The motherboard heatsink does a nice job with cooling. I didn’t expect it to be so close to the chunk of copper Gigabyte heatsink.
Idle temps are lower with the Gigabyte heatsinks, but load temps are lower over time with the mobo heatsink. Seems like it’s either the larger surface area or the mobo is sharing some of the cooling from the chipset fan.
[ Note : I have the Gigabyte drives under the mobo heatsink, and the MP600s in the copper Gigabyte heatsinks. There was some reshuffling when I discovered there wasn’t enough clearance for the DIMM.2 and I had to cut away some of the PCB and remove the Asus heatsink. I was using the MP600 heatsinks in my server rack, so I put on the Gigabyte ones.]
Finally finished moving into this build as my daily driver. I had been using it in tandem with my previous build, but finally shut that one down for good.
One of the major reasons was not wanting to move my 8TBs of local storage into this build. The AMD RAID driver was buggy as hell and generally a bad time to deal with. Got a killer deal on another rackmount QNAP, so I set that up with a bunch of IronWolf Pros and created a snapshot enabled iSCSI (which will later this year be Fibre Channel).

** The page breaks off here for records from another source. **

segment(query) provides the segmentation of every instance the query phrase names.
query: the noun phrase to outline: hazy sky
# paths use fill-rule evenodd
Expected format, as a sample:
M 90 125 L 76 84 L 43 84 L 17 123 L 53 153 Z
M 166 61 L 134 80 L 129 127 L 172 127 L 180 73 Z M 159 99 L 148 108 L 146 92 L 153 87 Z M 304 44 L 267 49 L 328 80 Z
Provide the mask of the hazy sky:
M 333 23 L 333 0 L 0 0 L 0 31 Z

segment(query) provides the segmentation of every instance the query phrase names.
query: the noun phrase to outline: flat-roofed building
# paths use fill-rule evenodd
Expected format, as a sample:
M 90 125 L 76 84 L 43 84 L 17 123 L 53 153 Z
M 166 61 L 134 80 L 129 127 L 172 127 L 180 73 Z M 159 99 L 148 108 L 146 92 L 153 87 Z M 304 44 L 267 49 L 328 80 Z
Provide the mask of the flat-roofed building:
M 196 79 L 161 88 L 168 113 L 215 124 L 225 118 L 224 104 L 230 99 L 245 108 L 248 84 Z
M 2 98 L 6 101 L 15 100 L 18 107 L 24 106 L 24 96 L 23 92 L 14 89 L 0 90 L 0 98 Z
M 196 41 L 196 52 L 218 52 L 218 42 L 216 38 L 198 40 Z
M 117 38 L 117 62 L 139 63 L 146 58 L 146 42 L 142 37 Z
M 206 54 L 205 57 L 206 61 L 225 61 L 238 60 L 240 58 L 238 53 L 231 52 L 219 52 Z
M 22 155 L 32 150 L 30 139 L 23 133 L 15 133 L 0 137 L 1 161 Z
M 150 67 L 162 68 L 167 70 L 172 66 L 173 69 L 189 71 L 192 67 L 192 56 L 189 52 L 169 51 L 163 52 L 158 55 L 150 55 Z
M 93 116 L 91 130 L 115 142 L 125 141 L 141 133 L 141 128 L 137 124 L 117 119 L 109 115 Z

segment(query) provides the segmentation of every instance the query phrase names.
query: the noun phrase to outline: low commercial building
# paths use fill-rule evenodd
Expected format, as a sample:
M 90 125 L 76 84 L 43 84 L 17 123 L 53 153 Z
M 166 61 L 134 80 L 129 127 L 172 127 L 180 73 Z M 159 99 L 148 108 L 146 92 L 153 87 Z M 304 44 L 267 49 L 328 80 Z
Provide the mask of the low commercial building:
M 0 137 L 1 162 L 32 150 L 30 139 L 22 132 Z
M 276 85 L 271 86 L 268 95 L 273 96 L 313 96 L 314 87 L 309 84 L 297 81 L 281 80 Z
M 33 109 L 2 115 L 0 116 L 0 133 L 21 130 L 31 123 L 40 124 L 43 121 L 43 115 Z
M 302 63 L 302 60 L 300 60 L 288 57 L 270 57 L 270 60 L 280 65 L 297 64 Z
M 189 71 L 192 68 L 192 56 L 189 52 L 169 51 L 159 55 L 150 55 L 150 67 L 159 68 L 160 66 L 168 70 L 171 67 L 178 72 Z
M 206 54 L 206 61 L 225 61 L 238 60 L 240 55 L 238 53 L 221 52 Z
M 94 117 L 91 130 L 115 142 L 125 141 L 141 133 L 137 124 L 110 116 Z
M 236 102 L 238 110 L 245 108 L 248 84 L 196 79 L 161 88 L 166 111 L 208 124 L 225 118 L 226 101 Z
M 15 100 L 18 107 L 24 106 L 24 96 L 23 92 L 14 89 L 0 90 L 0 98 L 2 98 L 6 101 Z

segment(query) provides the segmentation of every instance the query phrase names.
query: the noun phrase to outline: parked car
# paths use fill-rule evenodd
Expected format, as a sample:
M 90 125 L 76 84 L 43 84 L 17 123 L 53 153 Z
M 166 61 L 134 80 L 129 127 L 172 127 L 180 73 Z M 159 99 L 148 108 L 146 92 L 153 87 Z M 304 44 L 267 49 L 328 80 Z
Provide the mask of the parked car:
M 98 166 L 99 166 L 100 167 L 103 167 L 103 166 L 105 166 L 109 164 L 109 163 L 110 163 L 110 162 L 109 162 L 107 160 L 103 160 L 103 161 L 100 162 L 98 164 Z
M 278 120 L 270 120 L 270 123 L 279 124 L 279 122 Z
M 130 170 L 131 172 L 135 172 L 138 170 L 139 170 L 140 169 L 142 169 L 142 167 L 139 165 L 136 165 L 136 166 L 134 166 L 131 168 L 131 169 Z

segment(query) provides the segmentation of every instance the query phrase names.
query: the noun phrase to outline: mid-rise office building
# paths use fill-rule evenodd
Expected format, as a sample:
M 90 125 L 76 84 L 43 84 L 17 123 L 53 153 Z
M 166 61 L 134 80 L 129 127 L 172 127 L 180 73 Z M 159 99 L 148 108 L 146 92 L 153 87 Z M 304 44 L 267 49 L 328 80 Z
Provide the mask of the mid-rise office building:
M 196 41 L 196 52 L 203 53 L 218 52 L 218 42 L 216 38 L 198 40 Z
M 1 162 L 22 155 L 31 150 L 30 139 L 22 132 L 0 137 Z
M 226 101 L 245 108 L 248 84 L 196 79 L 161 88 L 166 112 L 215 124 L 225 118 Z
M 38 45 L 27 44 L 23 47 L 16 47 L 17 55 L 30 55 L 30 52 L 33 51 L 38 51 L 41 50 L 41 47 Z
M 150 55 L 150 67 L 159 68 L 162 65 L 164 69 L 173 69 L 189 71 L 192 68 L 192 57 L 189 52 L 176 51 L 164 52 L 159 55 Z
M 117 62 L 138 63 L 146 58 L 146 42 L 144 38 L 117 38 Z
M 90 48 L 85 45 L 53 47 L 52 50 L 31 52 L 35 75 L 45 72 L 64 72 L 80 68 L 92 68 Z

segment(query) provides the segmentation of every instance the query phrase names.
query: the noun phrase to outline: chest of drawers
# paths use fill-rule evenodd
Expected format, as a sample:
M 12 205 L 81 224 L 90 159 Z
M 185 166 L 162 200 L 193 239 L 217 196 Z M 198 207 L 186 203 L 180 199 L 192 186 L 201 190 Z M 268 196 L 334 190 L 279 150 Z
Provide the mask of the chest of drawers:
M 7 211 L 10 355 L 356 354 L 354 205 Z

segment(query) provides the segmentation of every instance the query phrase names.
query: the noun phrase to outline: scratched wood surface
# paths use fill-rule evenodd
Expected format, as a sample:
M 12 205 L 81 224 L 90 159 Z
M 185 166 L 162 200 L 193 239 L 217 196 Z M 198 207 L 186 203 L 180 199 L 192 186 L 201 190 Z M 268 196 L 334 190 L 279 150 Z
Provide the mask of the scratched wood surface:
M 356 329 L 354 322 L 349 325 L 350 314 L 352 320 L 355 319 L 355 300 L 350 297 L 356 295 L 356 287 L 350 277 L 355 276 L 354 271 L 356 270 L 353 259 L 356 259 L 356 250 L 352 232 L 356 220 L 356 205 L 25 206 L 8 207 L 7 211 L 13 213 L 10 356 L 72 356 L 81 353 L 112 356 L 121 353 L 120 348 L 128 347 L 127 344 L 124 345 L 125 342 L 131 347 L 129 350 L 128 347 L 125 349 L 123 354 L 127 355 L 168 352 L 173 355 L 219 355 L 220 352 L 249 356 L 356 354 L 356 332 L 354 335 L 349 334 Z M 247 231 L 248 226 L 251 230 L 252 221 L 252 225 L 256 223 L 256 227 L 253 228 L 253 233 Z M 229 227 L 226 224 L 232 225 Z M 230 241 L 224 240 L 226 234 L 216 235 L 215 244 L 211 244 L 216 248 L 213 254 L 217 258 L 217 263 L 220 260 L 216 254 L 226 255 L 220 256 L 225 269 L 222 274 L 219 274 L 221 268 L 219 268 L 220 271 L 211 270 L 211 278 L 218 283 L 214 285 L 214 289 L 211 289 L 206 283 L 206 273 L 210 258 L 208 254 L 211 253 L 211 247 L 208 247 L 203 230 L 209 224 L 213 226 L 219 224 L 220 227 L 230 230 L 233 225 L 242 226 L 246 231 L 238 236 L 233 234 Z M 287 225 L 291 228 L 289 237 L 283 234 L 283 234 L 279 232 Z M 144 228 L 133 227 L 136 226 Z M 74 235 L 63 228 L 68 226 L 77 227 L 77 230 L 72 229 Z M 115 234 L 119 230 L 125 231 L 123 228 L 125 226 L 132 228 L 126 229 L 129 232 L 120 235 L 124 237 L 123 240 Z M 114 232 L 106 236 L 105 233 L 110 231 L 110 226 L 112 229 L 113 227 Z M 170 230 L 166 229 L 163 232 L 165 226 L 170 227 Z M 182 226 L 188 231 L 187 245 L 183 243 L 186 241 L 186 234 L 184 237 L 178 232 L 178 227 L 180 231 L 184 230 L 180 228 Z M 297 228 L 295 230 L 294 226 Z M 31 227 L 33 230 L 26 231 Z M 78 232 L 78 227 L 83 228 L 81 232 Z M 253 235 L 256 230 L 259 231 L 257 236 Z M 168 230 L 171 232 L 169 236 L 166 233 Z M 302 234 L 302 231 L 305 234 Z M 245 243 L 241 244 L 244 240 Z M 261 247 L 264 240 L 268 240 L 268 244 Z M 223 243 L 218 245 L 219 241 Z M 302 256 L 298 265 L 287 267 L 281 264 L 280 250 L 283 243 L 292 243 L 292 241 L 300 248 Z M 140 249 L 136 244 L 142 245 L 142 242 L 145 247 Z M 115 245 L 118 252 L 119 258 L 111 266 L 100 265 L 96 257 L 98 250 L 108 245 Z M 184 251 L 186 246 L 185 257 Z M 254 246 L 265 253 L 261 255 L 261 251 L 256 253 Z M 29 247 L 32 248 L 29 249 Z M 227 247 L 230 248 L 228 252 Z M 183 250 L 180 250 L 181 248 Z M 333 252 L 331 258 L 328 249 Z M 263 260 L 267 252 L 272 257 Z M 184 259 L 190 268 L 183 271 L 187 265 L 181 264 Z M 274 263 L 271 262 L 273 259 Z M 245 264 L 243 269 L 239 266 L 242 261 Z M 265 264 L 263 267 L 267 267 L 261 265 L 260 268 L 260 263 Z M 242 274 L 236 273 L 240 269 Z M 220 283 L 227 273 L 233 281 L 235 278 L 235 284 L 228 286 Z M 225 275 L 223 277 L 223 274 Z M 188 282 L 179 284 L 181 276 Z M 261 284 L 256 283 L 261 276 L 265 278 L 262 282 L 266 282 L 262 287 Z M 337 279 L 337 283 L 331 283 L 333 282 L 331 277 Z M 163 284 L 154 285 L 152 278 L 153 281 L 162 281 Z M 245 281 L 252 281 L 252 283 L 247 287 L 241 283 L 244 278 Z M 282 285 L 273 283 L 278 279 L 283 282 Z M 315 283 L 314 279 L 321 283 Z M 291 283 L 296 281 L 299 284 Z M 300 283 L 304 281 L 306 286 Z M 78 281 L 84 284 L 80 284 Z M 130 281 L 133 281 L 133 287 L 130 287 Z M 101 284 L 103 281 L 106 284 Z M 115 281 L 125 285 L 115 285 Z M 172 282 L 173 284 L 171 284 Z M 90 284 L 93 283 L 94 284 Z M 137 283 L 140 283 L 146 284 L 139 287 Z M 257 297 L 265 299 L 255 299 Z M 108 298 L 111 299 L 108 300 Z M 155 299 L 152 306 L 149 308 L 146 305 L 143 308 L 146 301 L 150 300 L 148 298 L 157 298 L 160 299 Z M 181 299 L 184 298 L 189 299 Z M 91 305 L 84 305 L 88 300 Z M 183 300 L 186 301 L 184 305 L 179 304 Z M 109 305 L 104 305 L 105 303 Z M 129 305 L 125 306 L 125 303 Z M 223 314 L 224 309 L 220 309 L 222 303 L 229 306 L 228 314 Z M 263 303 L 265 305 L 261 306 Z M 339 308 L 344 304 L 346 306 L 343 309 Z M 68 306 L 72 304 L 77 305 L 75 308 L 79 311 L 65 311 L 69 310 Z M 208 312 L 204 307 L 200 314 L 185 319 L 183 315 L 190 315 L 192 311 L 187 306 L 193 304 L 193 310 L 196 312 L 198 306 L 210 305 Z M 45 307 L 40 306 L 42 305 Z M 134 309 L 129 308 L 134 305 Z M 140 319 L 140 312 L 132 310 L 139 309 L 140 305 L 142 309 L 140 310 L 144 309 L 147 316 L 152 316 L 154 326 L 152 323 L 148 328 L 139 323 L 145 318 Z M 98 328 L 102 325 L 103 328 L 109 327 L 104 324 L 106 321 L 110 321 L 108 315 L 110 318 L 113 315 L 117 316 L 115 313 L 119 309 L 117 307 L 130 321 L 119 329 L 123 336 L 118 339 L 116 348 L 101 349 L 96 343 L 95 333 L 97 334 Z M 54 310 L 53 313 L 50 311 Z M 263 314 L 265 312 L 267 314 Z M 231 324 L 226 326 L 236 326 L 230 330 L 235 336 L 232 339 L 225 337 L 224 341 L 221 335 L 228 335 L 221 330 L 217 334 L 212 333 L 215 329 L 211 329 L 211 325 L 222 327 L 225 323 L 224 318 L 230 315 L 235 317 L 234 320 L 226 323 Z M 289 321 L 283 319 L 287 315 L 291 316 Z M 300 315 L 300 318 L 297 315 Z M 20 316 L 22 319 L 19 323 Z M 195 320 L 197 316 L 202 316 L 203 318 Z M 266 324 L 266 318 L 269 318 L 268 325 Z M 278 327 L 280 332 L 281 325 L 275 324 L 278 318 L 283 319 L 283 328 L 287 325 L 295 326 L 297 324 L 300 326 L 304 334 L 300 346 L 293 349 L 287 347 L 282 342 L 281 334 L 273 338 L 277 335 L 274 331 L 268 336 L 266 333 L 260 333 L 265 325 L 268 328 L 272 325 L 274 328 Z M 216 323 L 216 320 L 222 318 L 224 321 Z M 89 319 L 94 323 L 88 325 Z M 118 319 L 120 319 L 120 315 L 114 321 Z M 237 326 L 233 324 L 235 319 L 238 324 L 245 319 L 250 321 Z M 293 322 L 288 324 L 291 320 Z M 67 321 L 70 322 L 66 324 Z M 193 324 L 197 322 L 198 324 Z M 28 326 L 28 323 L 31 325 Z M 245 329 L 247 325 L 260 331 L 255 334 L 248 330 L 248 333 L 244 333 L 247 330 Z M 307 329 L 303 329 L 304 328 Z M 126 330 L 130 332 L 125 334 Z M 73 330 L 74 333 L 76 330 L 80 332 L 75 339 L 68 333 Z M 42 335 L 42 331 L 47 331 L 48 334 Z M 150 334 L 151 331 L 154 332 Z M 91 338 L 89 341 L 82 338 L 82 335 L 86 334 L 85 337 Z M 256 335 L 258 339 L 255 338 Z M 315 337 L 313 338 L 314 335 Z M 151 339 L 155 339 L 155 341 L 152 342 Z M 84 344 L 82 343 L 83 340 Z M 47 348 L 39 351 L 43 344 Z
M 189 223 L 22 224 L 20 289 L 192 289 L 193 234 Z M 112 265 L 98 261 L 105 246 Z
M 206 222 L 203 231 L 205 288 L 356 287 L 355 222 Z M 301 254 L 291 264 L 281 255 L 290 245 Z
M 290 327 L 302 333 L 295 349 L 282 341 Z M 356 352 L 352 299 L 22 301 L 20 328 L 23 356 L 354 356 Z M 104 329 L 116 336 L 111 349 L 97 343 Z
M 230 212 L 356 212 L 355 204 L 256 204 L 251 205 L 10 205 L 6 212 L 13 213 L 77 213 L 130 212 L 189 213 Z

Nice to be on a fresh OS. I’d been putting off doing a clean install on the old system since I knew I was moving soon. Everything feels like it works again lol.
Kiiiiiiiind of. I had to replace the mobo because PCIe devices were just disappearing. In its new form though, it will certainly be a ton easier to replace the CPU (and mobo though I really hope we don’t have to).